De coöperatie geeft per 1 januari 2022 een bedrag van € 8,00 per 100 kilogram geleverde melk aan melkcertificaten uit aan de leden. Voor het bepalen van het aantal uit te geven melkcertificaten, geldt de hoeveelheid geleverde melk in de periode 1 oktober 2020 t/m 30 september 2021. Bij het financieren van de melkcertificaten kunnen leden kiezen uit drie opties, waarbij ook een combinatie mogelijk is:

  1. Eenmalig inwisselen van huidige ledenobligaties-vast en/of -vrij en/of bestaande ledencertificaten.
  2. Financiering met contante middelen.
  3. Leden die over onvoldoende ledenobligaties-vast en/of ledencertificaten beschikken om de melkcertificaten te financieren, kunnen voor het restant eenmalig gebruik maken van een uitgestelde betaling van maximaal 12 jaar. Dit betreft een rentevrije uitgestelde betalingsverplichting van het lid aan de coöperatie. Jaarlijks wordt in januari getoetst of het melkveebedrijf over voldoende melkcertificaten beschikt, op basis van de geleverde hoeveelheid melk in het afgelopen jaar. Indien het melkveebedrijf niet over voldoende melkcertificaten beschikt, dient het lid extra melkcertificaten aan te kopen van de coöperatie via de jaarlijkse handelsdag.
    Om recht te hebben op de contante nabetaling die wordt uitgekeerd over de waarde van de geleverde kilogrammen eiwit, vet en lactose in een kalenderjaar moet een lid-melkveehouder beschikken over onderliggende melkcertificaten.
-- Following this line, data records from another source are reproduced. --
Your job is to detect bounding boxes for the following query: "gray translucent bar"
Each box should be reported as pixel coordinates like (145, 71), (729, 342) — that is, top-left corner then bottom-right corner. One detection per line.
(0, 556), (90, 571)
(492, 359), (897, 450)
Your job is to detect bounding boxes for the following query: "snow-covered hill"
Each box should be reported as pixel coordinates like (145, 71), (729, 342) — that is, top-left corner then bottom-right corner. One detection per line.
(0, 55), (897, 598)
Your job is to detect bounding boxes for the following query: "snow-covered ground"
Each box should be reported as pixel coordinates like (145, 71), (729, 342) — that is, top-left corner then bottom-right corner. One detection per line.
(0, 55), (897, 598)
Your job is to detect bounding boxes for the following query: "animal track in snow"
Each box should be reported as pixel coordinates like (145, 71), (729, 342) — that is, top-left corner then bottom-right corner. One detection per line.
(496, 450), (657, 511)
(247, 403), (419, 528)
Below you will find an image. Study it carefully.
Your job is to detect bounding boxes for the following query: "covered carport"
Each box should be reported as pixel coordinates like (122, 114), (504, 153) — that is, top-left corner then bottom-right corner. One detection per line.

Zoals aangegeven zijn via het Platform Landbouw vragen gesteld inzake FrieslandCampina en de melkcertificaten. Deze vragen worden hierna behandeld.
Vraag 1: Zijn melkcertificaten aan te merken als bedrijfsmiddel?
Antwoord: Ja. Melkcertificaten zijn duurzame kapitaalgoederen die onderdeel uitmaken van het vaste kapitaal van het melkveebedrijf en zijn bestemd om voor de uitoefening van het melkveebedrijf te worden gebruikt. De melkcertificaten zijn immers gerelateerd aan en nodig voor de geleverde melk. Ook is het houden van melkcertificaten een voorwaarde om in aanmerking te komen voor de contante nabetaling. Op grond hiervan zijn de melkcertificaten aan te merken als bedrijfsmiddel.


Vraag 2: Zijn ledencertificaten aan te merken als bedrijfsmiddel?
Antwoord: Nee
. Ledencertificaten zijn eenmalig ten tijde van de fusie van Friesland Foods en Campina verstrekt aan de vroegere leden van beide coöperaties. Ledencertificaten zijn niet bestemd om voor de uitoefening van melkveebedrijf te worden gebruikt. Op grond hiervan zijn de ledencertificaten niet aan te merken als bedrijfsmiddel.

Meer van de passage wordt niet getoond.